1) UE 202 registriert sich im Netz, d.h. V PLMN 240, mit UE ID, d.h. über N1 Schnittstelle mit VAMF 251; Authentifizierung, Capabilities.

2) VAMF 251 erkennt Home PLMN 210 des UE 202 anhand UE ID; alternativ ist H PLMN ID in Registrierungsmessage von UE 202 enthalten.

4) VAMF 251 besorgt Daten aus UDR 230 des Home PLMN 210.

5) VAMF 251 stellt dem UE 202 die Daten aus H-UDR 230 über N1 Schnittstelle bereit, z.B. Daten als zusätzliches Info-Feld in Nachricht an UE 202; evtl. werden H-UDR 230 Daten durch V-UDR 260 Daten modifiziert oder ergänzt. Daten umfassen z.B.: Slice IDs, VPLMN IDs und Capabilities.

6) evtl. erfolgt Auswahl eines alternativen PLMN und Rufaufbau mittels über von VAMF 251 bereitgestellten Daten.



[0098] Fig. 4 zeigt eine schematische Darstellung eines Roaming-Verfahrens 400 gemäß einer beispielhaften Ausführungsform. Das Verfahren 400 dient zum Aufbauen einer Roaming-Verbindung über eine Netzwerkzugangs-Entität, z.B. eine Netzwerkzugangs-Entität 251 wie oben zu den Figuren 2 und 3 beschrieben, eines besuchten Kommunikationsnetzwerks 240.

[0099] Das Verfahren umfasst in einem ersten Schritt 401: Übertragen einer Registrierungsanfrage 203 durch ein Kommunikationsendgerät 202 an eine Netzwerkzugangs-Entität 251 des besuchten Kommunikationsnetzwerks 240 über eine dedizierte Kommunikationsschnittstelle (N1) zwischen dem Kommunikationsendgerät 202 und der Netzwerkzugangs-Entität 251, wobei die Registrierungsanfrage 203 eine Identifikation (UE ID) des Kommunikationsendgeräts 202 umfasst, wie oben zu den Figuren 2 und 3 beschrieben.

[0100] Das Verfahren umfasst in einem zweiten Schritt 402: Abfragen von teilnehmerspezifischen Registrierungsdaten 206 des Kommunikationsendgeräts 202 durch die Netzwerkzugangs-Entität 251 von einer Datenbasis 230 eines Heimatkommunikationsnetzwerks 210 des Kommunikationsendgeräts 202 oder von einer externen Datenbank basierend auf der UE ID des Kommunikationsendgeräts 202, wie oben zu den Figuren 2 und 3 beschrieben.
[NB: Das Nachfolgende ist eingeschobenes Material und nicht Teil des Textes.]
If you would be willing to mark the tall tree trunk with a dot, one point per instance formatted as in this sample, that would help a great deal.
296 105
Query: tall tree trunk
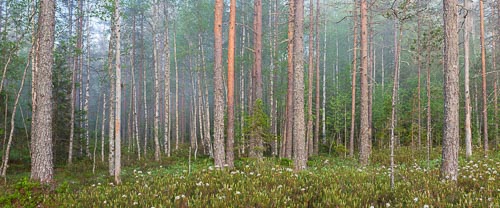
73 90
218 88
353 86
103 126
394 98
167 85
449 167
310 70
300 154
468 108
176 94
242 86
256 146
134 91
230 86
419 69
365 131
118 96
42 168
79 43
290 87
87 90
316 128
206 101
483 75
112 106
323 104
6 155
156 124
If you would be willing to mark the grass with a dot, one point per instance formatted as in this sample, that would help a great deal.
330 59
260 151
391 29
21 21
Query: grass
328 182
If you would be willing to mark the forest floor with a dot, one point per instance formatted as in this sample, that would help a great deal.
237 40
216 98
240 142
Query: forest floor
329 181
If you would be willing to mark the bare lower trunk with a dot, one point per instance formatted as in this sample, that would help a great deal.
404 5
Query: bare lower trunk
41 146
316 127
176 95
365 131
167 87
290 94
219 154
156 123
483 75
300 154
353 86
117 161
230 86
449 166
323 104
6 155
87 94
103 126
468 109
309 132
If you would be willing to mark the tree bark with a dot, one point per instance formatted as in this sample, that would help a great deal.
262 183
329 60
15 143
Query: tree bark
468 109
256 146
290 87
112 98
310 76
134 92
230 86
365 131
167 85
156 123
118 87
218 88
483 75
300 154
103 126
353 86
6 155
449 166
42 169
316 128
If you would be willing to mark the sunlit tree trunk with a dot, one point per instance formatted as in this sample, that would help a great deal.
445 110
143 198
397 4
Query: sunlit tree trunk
176 94
87 91
112 98
166 49
118 96
323 104
256 143
483 75
290 87
134 92
219 154
206 103
316 127
7 147
395 89
365 131
353 86
468 109
230 86
42 168
73 91
103 126
310 76
449 166
299 144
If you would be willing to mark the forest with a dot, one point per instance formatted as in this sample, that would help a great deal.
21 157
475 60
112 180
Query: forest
249 103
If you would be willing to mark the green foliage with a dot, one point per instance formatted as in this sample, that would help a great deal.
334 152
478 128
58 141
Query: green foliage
329 182
258 124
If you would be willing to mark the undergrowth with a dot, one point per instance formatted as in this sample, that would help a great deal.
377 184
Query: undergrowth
328 182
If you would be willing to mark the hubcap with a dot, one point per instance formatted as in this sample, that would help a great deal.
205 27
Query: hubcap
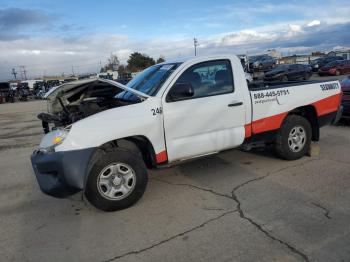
116 181
297 139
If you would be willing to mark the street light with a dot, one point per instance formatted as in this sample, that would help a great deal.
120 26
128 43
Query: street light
195 43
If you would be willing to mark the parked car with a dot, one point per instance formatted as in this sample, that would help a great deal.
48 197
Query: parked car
345 86
320 62
167 114
335 68
5 93
261 62
288 72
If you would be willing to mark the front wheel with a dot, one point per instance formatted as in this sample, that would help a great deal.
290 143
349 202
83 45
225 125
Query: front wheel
117 180
294 138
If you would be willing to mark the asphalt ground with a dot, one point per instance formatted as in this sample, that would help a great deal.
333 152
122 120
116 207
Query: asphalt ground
234 206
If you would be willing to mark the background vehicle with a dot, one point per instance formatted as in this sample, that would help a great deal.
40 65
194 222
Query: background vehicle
288 72
345 86
320 62
168 113
23 91
335 68
261 62
5 92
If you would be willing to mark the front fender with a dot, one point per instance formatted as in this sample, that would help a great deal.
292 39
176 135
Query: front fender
134 120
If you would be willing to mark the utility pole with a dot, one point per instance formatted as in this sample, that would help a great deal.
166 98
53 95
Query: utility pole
14 73
195 43
23 72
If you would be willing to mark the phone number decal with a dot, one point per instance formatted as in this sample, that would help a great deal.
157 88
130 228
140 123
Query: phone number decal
271 94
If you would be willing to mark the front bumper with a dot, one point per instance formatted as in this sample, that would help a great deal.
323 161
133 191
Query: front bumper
60 174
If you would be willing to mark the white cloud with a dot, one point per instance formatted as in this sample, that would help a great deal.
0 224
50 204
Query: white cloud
314 22
57 55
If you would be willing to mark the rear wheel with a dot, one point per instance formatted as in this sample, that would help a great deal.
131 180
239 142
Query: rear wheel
294 138
117 180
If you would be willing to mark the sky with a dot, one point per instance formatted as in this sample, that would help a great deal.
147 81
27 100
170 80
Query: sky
58 37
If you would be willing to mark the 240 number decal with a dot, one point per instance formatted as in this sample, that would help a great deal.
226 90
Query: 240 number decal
157 111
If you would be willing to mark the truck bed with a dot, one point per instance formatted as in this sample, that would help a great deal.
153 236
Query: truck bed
261 85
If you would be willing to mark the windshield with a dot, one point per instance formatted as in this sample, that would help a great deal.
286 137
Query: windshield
256 58
281 67
334 63
149 80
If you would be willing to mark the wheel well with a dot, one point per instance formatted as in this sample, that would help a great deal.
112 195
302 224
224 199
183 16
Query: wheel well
309 112
140 144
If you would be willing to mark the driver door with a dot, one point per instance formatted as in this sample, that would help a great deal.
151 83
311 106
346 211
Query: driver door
209 119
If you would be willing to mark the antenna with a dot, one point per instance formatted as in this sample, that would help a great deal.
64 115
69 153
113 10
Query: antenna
195 43
14 73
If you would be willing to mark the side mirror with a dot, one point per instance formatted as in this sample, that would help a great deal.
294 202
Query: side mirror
180 91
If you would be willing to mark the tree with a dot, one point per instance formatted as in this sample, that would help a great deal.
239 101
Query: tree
112 64
161 59
138 62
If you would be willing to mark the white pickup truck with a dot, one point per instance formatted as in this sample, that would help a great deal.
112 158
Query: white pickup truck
102 136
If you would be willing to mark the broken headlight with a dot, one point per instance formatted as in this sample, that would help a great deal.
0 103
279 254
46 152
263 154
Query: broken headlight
53 138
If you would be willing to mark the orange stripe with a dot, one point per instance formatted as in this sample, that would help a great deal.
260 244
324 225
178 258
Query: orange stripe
327 105
268 123
161 157
248 130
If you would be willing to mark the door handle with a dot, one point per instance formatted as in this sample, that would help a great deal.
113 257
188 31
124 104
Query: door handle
235 104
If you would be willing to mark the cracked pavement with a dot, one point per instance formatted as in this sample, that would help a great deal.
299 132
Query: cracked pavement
234 206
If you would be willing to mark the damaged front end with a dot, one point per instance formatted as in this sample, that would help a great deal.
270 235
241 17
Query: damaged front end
74 101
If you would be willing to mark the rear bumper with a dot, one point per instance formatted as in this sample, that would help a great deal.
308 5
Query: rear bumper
60 174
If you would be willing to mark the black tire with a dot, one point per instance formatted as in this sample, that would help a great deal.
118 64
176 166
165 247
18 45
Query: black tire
104 159
281 145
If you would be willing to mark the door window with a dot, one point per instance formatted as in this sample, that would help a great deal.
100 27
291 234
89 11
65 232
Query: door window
208 79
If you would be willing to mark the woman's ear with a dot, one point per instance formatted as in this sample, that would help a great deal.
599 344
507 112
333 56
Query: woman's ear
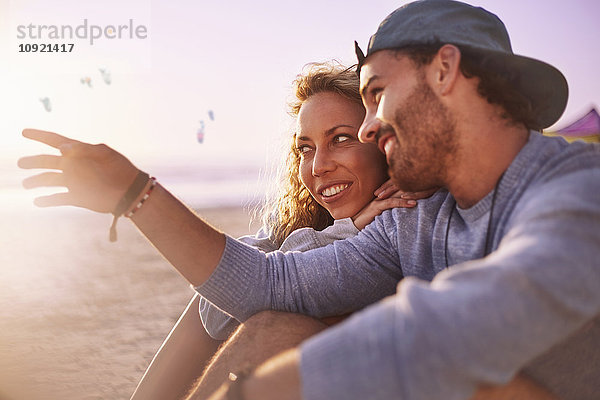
445 69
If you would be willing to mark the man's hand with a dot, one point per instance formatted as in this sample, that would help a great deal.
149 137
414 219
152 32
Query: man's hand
95 176
387 196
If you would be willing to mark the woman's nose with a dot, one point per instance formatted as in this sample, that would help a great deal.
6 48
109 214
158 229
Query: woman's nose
323 162
369 128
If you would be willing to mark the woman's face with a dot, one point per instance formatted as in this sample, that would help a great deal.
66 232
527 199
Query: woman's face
340 172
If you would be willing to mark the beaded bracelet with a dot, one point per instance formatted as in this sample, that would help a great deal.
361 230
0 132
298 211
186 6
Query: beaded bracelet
143 199
138 184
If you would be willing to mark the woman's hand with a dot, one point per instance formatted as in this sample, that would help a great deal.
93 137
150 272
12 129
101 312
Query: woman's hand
388 196
95 176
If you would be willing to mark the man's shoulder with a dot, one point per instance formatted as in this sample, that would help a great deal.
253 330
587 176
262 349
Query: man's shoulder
558 158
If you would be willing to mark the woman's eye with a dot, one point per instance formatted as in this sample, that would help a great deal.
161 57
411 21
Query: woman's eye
302 149
376 95
341 138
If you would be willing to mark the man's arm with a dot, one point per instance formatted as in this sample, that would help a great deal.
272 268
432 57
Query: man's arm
477 323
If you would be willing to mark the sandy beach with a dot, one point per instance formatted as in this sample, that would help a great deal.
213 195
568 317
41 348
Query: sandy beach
82 317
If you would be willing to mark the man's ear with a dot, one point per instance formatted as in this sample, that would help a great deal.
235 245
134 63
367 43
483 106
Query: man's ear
445 69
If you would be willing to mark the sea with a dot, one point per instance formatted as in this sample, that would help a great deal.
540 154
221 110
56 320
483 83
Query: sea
198 184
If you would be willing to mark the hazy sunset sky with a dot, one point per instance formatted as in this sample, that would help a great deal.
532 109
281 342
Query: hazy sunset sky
236 58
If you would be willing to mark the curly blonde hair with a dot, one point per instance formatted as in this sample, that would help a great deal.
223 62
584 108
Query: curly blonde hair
294 207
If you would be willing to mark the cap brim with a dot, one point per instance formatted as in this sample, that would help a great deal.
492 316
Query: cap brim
545 86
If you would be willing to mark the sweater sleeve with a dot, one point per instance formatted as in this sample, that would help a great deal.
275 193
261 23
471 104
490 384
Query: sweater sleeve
218 324
305 239
479 322
326 281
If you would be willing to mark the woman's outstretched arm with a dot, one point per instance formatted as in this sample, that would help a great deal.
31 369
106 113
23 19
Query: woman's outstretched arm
97 177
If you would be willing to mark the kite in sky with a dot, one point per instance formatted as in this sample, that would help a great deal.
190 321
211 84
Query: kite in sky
105 75
46 102
86 81
200 133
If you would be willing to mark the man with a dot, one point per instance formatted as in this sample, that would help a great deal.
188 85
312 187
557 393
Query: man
499 271
450 106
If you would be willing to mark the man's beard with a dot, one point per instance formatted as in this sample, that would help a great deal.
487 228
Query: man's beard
426 142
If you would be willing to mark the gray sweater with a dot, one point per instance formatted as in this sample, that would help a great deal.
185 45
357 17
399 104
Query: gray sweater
532 304
220 325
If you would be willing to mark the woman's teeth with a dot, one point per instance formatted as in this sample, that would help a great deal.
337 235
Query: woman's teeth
330 191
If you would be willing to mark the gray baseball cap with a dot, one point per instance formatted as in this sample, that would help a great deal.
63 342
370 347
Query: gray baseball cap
445 21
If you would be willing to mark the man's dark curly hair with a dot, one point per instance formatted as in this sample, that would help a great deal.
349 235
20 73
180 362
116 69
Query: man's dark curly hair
496 84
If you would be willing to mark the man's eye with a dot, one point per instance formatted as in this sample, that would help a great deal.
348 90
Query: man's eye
303 148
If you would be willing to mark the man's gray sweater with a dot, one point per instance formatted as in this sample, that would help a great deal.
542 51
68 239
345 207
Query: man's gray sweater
532 304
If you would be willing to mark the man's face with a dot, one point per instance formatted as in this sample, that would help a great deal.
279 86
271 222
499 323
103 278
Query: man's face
407 121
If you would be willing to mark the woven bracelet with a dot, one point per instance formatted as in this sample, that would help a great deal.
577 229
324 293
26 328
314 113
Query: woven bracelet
132 193
143 199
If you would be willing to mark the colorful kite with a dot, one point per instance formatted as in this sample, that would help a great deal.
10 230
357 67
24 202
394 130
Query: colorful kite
46 102
105 75
86 80
200 133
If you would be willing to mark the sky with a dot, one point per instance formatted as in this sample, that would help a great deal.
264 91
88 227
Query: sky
236 58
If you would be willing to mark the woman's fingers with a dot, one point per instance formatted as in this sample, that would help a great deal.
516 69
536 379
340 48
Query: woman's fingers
44 161
386 190
53 200
50 138
46 179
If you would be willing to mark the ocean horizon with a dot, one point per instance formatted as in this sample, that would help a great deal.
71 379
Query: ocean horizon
198 184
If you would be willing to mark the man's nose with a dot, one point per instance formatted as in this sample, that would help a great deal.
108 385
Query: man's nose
369 128
323 162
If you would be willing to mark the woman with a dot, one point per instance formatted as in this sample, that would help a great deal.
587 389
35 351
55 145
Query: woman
327 190
329 175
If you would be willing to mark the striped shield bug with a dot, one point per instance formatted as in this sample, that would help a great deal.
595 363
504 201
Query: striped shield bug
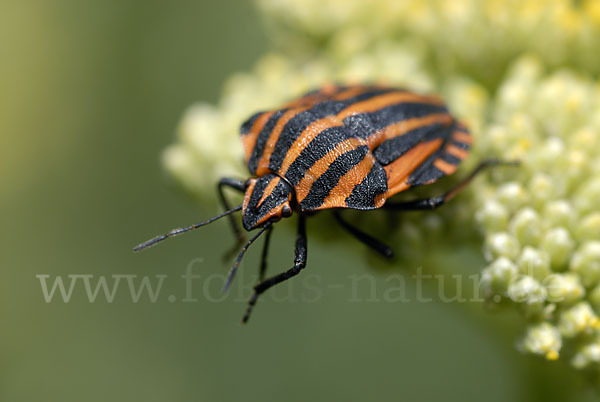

[0101] Das Verfahren umfasst in einem dritten Schritt 403: Übertragen von Netzwerkzugangsdaten 205 für den Zugang des Kommunikationsendgeräts 202 zu dem besuchten Kommunikationsnetzwerk 240 durch die Netzwerkzugangs-Entität 251 an das Kommunikationsendgerät über die dedizierte Kommunikationsschnittstelle (N1) basierend auf den teilnehmerspezifischen Registrierungsdaten 206 des Kommunikationsendgeräts 202, wobei die Netzwerkzugangsdaten 205 Fähigkeiten des besuchten Kommunikationsnetzwerks 240 anzeigen, wie oben zu den Figuren 2 und 3 beschrieben.

[0102] Das Verfahren umfasst in einem vierten Schritt 401: Aufbauen der Roaming-Verbindung durch das Kommunikationsendgerät 202 über das besuchte Kommunikationsnetzwerk 240 basierend auf den Netzwerkzugangsdaten 205, wie oben zu den Figuren 2 und 3 beschrieben.

[0103] Das Verfahren 500 kann weitere Schritte umfassen, wie beispielsweise entsprechend denen oben zu Figur 2 und 3 beschriebenen Verfahrensschritten.

[0104] Ein Aspekt der Erfindung umfasst auch ein Computerprogrammprodukt, das direkt in den internen Speicher eines digitalen Computers geladen werden kann und Softwarecodeabschnitte umfasst, mit denen das zu Fig. 4 beschriebene Verfahren 400 oder die zu den Figuren 2 und 3 beschriebenen Vorgänge ausgeführt werden kann, wenn das Produkt auf einem Computer läuft. Das Computerprogrammprodukt kann auf einem computergeeigneten nicht-transitorischen Medium gespeichert sein und computerlesbare Programmittel umfassen, die einen Computer veranlassen, das Verfahren 400 auszuführen oder die Netzkomponenten der in den Figuren 1 bis 3 beschriebenen Kommunikationsnetze zu implementieren bzw. zu steuern.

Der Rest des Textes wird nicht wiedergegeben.